La joven, sin parar de gritar, llegó hasta las aguas. Fue detenida a unos diez metros de la orilla. Estaba llena de fango, de hierbas y de pequeñas ramas. Sus familiares la sumergieron varias veces, para que se calmara. Parecía un bautismo, pero un bautismo oscuro, por los histéricos y agudos chillidos de la joven. El pastor Daniel Pant posó su cansada mirada en el suelo y dijo: “Esto es muy malo para el pueblo”.

A las cuatro de la tarde Namahka estaba, por fin, en silencio.
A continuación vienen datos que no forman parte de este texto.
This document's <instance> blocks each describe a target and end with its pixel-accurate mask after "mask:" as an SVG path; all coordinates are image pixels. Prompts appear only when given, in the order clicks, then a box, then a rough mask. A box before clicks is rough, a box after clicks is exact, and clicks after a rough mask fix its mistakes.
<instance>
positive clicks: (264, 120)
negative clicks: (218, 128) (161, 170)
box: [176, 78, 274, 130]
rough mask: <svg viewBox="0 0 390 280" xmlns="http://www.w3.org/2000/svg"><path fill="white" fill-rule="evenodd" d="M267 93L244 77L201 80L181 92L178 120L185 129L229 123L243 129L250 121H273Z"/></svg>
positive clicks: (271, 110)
Yamali y Elisa Jorbín, las dos primas afectadas por la histeria, se encontraban incorporadas sobre la cama de su cuarto. Les dije adiós con la mano. Sólo Yamali me contestó, alzando el brazo derecho y moviendo tímidamente los dedos. Seguía sin parpadear y no me miraba. Su vista iba mucho más allá.

Al bajar las escaleras de la casa, vi a un sarnoso y esquelético perro de estatura mediana y color canela. Estaba descansando en el fango, con los ojos cerrados. Sólo los animales pueden permitirse dormir con tranquilidad en Namahka.

MIRADA DE HORROR

A Vanesa López la llevaban con el rostro tapado. “Está hechizada”, dijo su hermano. “Si mira a una mujer embarazada o con la regla, los poros de éstas se abren y comienzan a sangrar y sangrar hasta que mueren”. Su hermano permitió levantarle el velo. Tenía las pupilas dilatadas y una intensa expresión de horror. “Ha visto al diablo”, explicó él.